Author: Brian Schools
From the Tewksbury Almshouse at age 19, Ida Hackett reflected back on a very troubled childhood mostly spent in institutions away from her family. From this case file and other historical documents, we get a glimpse of some of the many challenges she faced early in life.
Born in Ohio in 1854 to Mary Anne and Chandler Hackett, Ida never got to know her father, as he died while she was an infant. In 1860 her mother was married to her second husband, a jeweler named Charles Lemer. At this time Ida lived with her mother and stepfather Charles, who was fifteen years older than Mary, in Norwalk, Huron County, Ohio.
Ida would recall briefly living in Rochester, New York at age seven before the family moved to Boston. Tragedy soon struck again, as her stepfather Charles had gone off to the Civil War and had never been heard from since. With Charles presumed dead, Ida and her mother were again on their own and had likely fallen from middle class. Perhaps this latest hardship was what compelled her mother to commit Ida to the Dorchester Industrial School for Girls the following year, when she was only eight years old.
Ida was admitted to the school on August 18, 1862. Her intake records confirm that her mother was twice a widow, and tell us that Ida had one half-sister whom we know little about. Ida kept a relatively low profile in her first year at the school, but began to appear in monthly reports on August 5 of 1863. Ida had been accused of stealing, being disagreeable, and “deficient in sensibility, coarse, and low in her inclinations”. Her behavior led the managers to consider returning Ida to her mother, or possibly moving her from the vocational training of the industrial school to a character reform school focused on religion, education, and domestic training. Later that year Ida’s mother, Mary Anne, requested that she bring Ida back into her home; the managers doubted Mary Anne’s ability to support her daughter, so they refused her request.
After 1863, Ida once again falls silent in the monthly reports; she is next mentioned a year and a half later in May of 1865. Manager Eliza Guild reported that cases of “bad heads”, a term used in the 19th century to indicate lack of reason or morals, should be treated by a hospital physician outside of the school, and that Ida’s case was the worst. The monthly reports that follow do not state whether or not she had been treated, or what kind of treatment she received. Later that year, the managers revisited the idea of returning Ida to her mother, but once again they determined Mary Anne unfit to take her daughter back into her home.
Two years later in December 1867, Eliza Macy, a newly appointed teacher at the school, voiced her strong desire that Ida be moved elsewhere. Macy repeated these sentiments again in March of 1868, leading to an arrangement to transfer Ida to the State Industrial School for Girls in Lancaster. While the Dorchester school had tried to provide Ida with work skills so she could eventually support herself, Lancaster would now attempt to reform Ida’s character through a more punitive form of religion, common schooling, and domestic training.
On March 8th, one of the managers went with Ida to Lancaster and placed her at the school, observing that “Ida showed no feeling at all about the change”. Ida did not remain at Lancaster for long, however, as she was reunited with her mother the following year in 1869.

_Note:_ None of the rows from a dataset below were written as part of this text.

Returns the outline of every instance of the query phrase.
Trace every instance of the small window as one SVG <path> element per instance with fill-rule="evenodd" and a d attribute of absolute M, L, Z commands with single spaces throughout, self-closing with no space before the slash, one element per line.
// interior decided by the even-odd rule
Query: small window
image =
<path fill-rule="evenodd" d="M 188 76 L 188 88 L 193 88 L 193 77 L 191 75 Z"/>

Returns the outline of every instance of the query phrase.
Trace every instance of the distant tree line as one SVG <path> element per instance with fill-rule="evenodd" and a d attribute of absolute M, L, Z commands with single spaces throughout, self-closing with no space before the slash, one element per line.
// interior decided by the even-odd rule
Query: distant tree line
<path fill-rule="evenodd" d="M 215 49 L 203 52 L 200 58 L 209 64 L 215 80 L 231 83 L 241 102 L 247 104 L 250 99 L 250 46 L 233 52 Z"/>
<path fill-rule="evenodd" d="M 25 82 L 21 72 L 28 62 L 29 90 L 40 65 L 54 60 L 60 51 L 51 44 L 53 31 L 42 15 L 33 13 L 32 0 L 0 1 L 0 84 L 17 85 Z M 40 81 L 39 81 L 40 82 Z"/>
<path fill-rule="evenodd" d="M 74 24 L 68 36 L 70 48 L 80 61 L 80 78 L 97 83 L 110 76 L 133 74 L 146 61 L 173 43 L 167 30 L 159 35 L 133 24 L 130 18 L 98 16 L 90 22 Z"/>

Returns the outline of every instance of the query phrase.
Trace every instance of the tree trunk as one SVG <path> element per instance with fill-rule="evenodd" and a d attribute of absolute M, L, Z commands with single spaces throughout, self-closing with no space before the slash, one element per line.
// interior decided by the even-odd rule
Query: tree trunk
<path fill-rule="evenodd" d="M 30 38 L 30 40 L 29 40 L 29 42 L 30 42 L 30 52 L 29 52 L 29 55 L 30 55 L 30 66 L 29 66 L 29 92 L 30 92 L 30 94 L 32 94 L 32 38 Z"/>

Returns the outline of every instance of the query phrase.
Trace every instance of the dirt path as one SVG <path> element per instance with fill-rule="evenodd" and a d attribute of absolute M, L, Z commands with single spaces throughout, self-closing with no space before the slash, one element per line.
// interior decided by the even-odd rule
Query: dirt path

In 1871 Ida was living with her mother in Beverly, Massachusetts at the home of Ida’s grandfather Samuel Chase. When Ida became pregnant at the age of seventeen by Albert Preston, her mother banished her from the home. Shortly afterwards, Ida was arrested for vagrancy and spent six months at the Ipswich House of Corrections, a large jail and insane asylum, where her child was born in August 1871. Sadly, Ida’s baby passed away at two months old shortly after her release, while Ida was working in Boston on Worchester Street as a wet nurse. In the mid 19th century it was common to hire a young woman who had just given birth to breastfeed the young of the wealthy.
Shortly after the death of her baby, Ida resided at the “House of Ill Fame” at 49 Melrose Street, operated by Fan Howard. She had been “criminally intimate”, in the words of her case worker at Tewksbury, with Rufus McNeil, from whom she believed she acquired syphilis. In June of 1873, 19-year-old Ida was treated at Tewksbury Almshouse for the syphilis.
Her records indicate that she had been transferred there from the “State Workhouse” because of her condition. This may refer to the State Workhouse at Bridgewater, where paupers convicted of lesser crimes and juveniles that could not be reformed were incarcerated, while being forced to work without pay. Ida was discharged from Tewksbury on July 29, 1873, then seemingly disappears from public records. She may have returned to a state institution and eventually passed away from her illness, or perhaps changed her name once out of the system to avoid detection.
Much of what we know about Ida is not a pleasant story, as her life seemed to be filled with heartache and troubled times as a child and into early adulthood. I do hope that there were moments of happiness in her life that we were unable to uncover in our research.